Greeted by lukewarm reviews, The Wheel of Time (Amazon Prime) has several barriers to overcome, not the least of which is that even people like me, who have more than a passing familiarity with the genre, have never heard of it. Am I so unusual? It seemed inevitable that reviewers in the mainstream would be a bit cool about it. They’re going to immediately reach for Game of Thrones comparisons, and they’ll already have experienced the lacklustre output of fantasy and cod fantasy in the wake of GoT. Sit down, Vikings. Most of the lustre was scrubbed away from GoT in its final season, and the best that has come along since has been the bonkers Britannia, and even that is very much an acquired taste.
This all goes back to William Goldman’s mantra about Hollywood: nobody knows. Nobody really knows why GoT was such a success. Sure, good story, powerful characters, great actors, money thrown at the screen, all that. But still, there have been plenty of shows with those elements that didn’t quite take off, lots of them genre shows. I’ve been a big fan of a lot of them. And even the genre shows that did garner good reviews and a following tended to under deliver in later seasons. And there have been excellent shows that have had five good years and yet: I’ve never met anyone who watched them. Consider the following.
- Travelers (Netflix). Superb show. Cancelled after three seasons. Never met anyone who watched it.
- Magicians (Amazon Prime). Fucking excellent show. Five seasons of it, and I’m having to force a friend to watch it by threatening the safety of her children.
- Stranger Things (Netflix). Yes, it was quite a good first season. But after that? Bof.
- Good Omens? American Gods? The Watch? Bof, bof, bof.
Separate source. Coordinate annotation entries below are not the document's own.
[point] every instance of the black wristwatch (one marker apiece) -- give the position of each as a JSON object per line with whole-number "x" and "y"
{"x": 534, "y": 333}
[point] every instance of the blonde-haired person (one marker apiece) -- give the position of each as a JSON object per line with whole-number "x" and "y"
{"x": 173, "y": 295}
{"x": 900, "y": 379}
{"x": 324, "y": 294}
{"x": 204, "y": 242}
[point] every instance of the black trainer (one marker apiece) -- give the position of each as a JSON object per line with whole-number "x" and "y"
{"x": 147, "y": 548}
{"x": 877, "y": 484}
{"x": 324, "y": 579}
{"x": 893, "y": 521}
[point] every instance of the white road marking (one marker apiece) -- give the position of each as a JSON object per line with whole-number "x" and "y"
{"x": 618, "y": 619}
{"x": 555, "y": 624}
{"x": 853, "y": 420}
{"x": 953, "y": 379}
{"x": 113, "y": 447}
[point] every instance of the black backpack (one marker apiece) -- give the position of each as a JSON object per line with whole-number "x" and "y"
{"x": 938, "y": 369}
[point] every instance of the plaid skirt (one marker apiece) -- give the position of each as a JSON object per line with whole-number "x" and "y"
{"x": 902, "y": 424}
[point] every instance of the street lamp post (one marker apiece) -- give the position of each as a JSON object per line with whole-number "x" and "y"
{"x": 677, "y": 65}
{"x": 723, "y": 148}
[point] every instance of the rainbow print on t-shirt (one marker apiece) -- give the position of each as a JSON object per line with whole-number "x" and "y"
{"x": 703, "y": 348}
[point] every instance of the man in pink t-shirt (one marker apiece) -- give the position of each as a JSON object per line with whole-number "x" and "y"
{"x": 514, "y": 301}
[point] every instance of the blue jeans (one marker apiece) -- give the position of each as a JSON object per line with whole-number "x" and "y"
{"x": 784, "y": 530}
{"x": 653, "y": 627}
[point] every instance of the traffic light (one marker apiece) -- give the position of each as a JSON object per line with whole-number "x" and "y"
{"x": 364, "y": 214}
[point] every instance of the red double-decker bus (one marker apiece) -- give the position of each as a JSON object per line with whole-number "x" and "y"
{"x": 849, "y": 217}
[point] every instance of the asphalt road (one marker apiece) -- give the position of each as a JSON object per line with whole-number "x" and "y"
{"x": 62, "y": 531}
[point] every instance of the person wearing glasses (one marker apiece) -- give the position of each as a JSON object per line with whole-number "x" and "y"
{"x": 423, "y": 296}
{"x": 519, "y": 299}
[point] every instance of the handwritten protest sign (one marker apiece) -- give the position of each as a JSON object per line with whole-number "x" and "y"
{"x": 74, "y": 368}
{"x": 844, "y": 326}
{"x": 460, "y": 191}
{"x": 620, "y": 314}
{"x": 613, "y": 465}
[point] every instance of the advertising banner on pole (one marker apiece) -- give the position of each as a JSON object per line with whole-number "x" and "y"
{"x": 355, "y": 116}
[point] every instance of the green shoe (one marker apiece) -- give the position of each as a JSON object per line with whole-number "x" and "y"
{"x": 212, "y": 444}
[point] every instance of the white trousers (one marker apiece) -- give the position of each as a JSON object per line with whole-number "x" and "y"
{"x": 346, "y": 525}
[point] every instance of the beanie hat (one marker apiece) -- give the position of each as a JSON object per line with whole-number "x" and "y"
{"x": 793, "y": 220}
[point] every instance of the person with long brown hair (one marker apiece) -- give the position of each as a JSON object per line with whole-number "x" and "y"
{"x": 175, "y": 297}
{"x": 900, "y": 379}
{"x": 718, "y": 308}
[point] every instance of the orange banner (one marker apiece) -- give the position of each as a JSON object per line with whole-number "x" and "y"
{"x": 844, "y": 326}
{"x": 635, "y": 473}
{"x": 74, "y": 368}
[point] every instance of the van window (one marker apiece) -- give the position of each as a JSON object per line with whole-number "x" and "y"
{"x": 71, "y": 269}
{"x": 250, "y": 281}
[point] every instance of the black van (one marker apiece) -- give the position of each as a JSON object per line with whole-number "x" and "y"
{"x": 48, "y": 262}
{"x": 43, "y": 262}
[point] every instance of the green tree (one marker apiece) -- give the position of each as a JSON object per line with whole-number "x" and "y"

If you held a gun to my head, I might suggest that much of the success of Game of Thrones was owed to Emilia Clarke, whose frequent nude scenes in Season 1 made it both controversial and, well, you know. But watch it now, post #metoo, and if you’re not squirming, you’ve not been paying attention. And, well, read the room, casting director: you have to go quite a long way down the cast list before you get to Nathalie Emmanuel and Jacob Anderson.
So the problem with the fantasy genre in particular is that it tends towards the multi-volume epic. We all know about Lord of the Rings and A Song of Ice and Fire. I’ve mentioned in the past my fondness for Katherine Kerr’s Deverry series. I’ve also read series by Joe Abercrombie, Robin Hobb, Tad Williams, and N K Jemeson — and that short listing barely scratches the surface.
So, yeah, if you said the name Robert Jordan to me, I’d have acknowledged that I’ve seen the name, but I’ve never picked up any of the books, and couldn’t name a title or the series.
Which brings us back to The Wheel of Time, which already looks to me like a better investment than the Lord of the Rings But Only the Bits Approved by the Estate deal. If they’d come to me, I might have suggested one of the above, but that doesn’t mean I think they’ve made a bad choice with the late Robert Jordan’s books. At least they know there’s an ending! As to the premise, it all centres around a character called Moiraine (Rosamund Pike) a magician who is looking for the reincarnation of a figure called The Dragon, who supposedly has the power to save the world or destroy it. And, I get it, to non-genre fans this can sound like it might be a bit silly. So did Game of Thrones. So did Buffy the Vampire Slayer. Because the strength of these narratives isn’t about the magic and the dragons. It’s about the storytelling and the world building. And to anyone who sneers, I say, just look at the cast.
Just a look at it tells you how far we’ve come. For a start, it’s not all bloody men, so it’s not one of those contrived situations where half the population are missing. But the main thing about the cast is that it is colourful and diverse and – thank goodness – the producers haven’t decided that all the characters must be white because it wouldn’t be ‘realistic’ to have people of colour.
I watched the first three episodes (five more to come in this season), and I have to say it was very watchable. There were some distractingly bad fake beards (or, if they were real, distractingly bad real beards). There were some scary monsters, some extended action scenes, a bit of magic, some gruesome cruelty. Quite a lot of exposition, inevitably. Someone coughs up a bat. But no gratuitous nudity cynically calculated to garner headlines. Actually, it’s all right. And Amazon/Sony have done better with this than Apple did with Foundation, so there’s that. Definitely the kind of thing you might like if you like this kind of thing — and a lot of people do.